Project: 1837 Peter Jewett
Client: Granville Historical Society

About The Project
This instrument, the only survivor of three built by physician Peter Jewett in western Massacusettes in the early 19th century, presented some significantly challenging decisions.  It served the church for many decades with only minor repairs before being replaced with an Estey reed organ in the 1890's.  It was neglected from that time on, and some of thepipework was badly damaged, but it was otherwise unchanged -- original 1837 leather, original 1837 glue, original 1837 pencil marks and scribe lines. 

Any instrument this old would be historically valuable, but to be all original and in its original home makes this instrument nearly unique, even though the building is now a museum rather than a church. 

Herein lies the conundrum:  To leave the instrument as it is,  is to leave the instrument's musical voice silent.  To restore the instrument's musical voice would obliterate much of the originality of it and greatly diminish, if not silence, the instrument's historical voice. 

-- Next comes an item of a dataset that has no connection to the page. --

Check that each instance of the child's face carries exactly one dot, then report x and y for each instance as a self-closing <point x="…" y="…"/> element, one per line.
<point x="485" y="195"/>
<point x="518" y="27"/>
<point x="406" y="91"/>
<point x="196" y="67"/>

In the end, the museum chose to conserve the instrument in its unrestored state since the historical voice is more important to the museum, and the musical opportunities would be minimal in this setting.  Reinforcing that decision ws the realization that if and when there was sufficient support for hearing the musical voice of the instrument, it would be far less invasive as well as far less expensive, to create a faithful reproduction of the instruments chasis and mechanical parts, leaving the originals untouched.  The surviving pipes could be easily installed on the new chasis with replacements made for the missing or severely damaged pipes.